Surtourisme: une Menace?

Mettons les choses au point.

C’était comme si tous les médias avaient découvert soudainement les termes de surtourisme, d’antitourisme ou même de tourismophobie cet été. Les journaux, les sites web et les émissions de TV se sont rués pour annoncer que les touristes se marchent littéralement sur les pieds, de Venise à Dubrovnik en passant par Barcelone, Palma, Amsterdam, Machu Pichu et les îles thaïlandaises ou indonésiennes.

Les médias se sont avidement emparés de la colère d’une partie de la population locale. Les actions récentes à Barcelone contre des bus touristiques, les manifestations de protestation à Venise contre des bateaux de croisière et les graffitis antitouristes ici et là ont été abondamment commentés.

Les politiques – pour autant qu’ils ne se trouvent pas en vacances sur place – ont affirmé comme toujours ‘’qu’ils prenaient le problème au sérieux’’ que ‘’les destinations touristiques devaient rester vivables pour les habitants’’ et que ‘’les touristes et les locaux devaient pouvoir vivre ensemble en harmonie’’. Parfait, rien à redire.

Une partie d’un problème plus vaste et donc une partie d’une solution plus vaste.

Mais l’on apporte rarement des solutions structurelles crédibles qui tiennent compte de l’ensemble des éléments sous-jacents. L’industrie du tourisme est aujourd’hui le plus important employeur de la planète : les revenus d’1 personne sur 11 au moins en dépendent. Les gens voyagent 2 fois plus à l’étranger que 20 ans auparavant. Plus de bien-être, des revenus disponibles plus conséquents, davantage de vols et de vols plus avantageux, une forte croissance des possibilités d’hébergement dans et en dehors de l’offre classique : tous les indicateurs sont au vert pour plus de tourisme et donc pour une plus grande demande de produits touristiques.

Les habitants pointent les touristes, les autorités pointent l’industrie du tourisme, mais soyons clairs : aucun des deux ne peut avancer une véritable solution qui tienne la route.
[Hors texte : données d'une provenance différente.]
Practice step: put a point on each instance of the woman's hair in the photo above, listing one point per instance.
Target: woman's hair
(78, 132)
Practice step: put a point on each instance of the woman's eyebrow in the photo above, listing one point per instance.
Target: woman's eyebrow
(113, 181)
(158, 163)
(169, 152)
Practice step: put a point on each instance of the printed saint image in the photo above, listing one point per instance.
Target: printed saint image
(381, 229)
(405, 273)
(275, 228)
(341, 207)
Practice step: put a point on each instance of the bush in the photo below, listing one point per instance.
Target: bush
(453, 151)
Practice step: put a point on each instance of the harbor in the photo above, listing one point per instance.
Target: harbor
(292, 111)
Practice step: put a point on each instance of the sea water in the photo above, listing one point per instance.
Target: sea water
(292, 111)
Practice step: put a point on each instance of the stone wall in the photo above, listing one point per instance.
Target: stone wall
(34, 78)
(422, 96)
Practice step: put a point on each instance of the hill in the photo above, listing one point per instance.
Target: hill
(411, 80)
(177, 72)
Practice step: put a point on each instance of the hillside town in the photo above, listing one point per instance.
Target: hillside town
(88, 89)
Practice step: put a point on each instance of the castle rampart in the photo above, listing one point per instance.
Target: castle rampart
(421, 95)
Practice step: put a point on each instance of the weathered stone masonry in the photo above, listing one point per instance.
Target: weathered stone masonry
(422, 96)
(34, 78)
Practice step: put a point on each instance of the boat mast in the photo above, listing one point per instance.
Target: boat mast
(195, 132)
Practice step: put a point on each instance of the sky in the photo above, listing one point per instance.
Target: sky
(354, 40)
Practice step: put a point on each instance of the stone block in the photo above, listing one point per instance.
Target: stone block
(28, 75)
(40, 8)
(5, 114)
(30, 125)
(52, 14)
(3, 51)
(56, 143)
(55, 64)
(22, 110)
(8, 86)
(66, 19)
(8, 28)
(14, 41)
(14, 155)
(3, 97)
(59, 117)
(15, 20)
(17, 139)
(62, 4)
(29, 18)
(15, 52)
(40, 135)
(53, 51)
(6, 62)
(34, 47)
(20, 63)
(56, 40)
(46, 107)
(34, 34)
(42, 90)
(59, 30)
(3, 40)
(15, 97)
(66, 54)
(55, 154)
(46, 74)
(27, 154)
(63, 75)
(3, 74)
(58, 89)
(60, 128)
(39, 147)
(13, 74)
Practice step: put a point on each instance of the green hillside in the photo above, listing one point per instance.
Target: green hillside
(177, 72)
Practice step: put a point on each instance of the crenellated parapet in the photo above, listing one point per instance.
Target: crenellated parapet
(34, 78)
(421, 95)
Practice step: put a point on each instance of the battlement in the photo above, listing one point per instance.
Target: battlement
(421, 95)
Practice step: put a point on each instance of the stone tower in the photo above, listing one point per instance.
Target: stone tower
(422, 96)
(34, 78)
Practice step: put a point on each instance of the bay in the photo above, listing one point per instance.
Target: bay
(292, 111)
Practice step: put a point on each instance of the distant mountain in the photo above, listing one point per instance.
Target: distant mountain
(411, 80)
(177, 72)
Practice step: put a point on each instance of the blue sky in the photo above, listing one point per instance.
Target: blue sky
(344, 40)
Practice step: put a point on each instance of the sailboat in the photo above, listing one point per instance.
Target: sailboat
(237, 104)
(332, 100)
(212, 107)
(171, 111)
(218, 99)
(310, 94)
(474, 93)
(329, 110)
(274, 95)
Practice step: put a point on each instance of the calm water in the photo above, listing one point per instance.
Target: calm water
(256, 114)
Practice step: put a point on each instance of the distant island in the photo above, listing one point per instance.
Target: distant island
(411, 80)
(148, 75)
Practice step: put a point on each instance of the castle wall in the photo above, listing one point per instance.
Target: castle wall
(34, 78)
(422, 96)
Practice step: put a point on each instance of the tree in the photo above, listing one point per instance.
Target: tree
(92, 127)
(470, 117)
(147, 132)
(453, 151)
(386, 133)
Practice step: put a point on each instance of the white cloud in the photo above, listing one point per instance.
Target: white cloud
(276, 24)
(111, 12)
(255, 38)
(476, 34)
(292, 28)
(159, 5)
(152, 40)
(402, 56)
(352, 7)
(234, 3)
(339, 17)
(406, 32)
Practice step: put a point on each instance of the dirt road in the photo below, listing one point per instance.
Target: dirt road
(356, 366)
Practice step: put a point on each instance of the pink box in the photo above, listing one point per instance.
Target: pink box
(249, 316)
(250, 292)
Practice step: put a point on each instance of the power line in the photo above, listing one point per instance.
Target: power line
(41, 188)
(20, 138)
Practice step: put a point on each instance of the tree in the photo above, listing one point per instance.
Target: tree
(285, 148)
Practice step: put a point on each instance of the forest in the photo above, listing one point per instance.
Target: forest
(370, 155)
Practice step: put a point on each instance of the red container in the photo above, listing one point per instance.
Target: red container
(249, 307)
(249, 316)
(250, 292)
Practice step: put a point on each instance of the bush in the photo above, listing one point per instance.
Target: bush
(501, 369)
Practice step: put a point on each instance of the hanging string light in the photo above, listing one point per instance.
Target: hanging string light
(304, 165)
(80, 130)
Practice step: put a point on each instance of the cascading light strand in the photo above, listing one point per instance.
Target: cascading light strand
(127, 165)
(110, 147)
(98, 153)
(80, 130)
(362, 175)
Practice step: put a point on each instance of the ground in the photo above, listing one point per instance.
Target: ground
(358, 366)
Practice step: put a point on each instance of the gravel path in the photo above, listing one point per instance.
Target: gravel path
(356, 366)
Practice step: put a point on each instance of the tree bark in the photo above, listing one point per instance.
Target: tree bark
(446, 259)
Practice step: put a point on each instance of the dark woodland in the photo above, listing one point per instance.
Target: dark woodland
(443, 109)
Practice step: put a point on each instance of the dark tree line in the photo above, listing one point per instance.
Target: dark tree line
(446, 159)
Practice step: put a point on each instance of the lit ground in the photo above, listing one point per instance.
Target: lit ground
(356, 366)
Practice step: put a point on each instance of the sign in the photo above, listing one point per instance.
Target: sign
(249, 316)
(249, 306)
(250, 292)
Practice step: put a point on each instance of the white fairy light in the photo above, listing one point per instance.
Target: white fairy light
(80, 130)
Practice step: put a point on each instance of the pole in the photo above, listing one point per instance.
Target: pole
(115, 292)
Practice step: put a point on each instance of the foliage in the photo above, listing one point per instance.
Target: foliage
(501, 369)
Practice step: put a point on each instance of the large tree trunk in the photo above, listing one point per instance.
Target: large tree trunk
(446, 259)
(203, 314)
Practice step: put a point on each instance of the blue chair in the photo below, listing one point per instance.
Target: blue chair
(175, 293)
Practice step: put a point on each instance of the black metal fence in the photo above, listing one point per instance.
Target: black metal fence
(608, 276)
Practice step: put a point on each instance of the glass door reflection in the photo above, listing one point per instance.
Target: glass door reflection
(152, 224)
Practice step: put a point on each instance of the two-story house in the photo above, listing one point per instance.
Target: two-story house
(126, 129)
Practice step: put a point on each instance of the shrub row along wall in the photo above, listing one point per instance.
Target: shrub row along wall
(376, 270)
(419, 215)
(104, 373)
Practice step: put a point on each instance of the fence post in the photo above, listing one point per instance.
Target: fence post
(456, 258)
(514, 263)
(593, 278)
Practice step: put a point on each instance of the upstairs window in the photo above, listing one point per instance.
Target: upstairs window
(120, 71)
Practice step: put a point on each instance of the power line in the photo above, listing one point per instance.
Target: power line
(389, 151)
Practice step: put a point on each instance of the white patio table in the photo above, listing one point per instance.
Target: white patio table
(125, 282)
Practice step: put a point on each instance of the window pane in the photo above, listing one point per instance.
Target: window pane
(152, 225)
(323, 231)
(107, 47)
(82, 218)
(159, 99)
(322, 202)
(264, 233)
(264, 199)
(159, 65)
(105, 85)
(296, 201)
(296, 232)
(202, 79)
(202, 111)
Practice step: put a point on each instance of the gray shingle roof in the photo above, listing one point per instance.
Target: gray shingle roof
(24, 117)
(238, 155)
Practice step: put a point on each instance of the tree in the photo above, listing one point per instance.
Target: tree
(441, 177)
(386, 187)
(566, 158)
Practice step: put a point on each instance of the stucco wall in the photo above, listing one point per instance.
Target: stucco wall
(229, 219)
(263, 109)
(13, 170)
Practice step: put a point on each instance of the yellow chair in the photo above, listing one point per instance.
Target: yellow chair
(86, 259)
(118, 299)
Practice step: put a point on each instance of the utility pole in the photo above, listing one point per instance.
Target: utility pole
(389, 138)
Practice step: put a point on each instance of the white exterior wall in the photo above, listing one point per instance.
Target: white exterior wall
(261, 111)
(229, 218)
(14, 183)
Et c’est logique parce que le surtourisme ne représente qu’une partie de la surconsommation mondiale. Une partie effectivement très visible, surtout pendant les périodes de vacances (scolaires).

Mais ce n’est pas juste de grossir ce phénomène en le passant sous la loupe des médias pendant que d’autres phénomènes sont la conséquence des mêmes causes : les embouteillages sont partout un fléau quotidien sans qu’aucune solution viable ne soit mise en avant, le réchauffement de la planète continue sans qu’aucune mesure radicale ne soit prise et la chaîne alimentaire peut également s’attendre à connaître sans aucun doute une nouvelle crise suite au scandale des oeufs contaminés…

C’est inévitable : tout le monde va davantage voyager.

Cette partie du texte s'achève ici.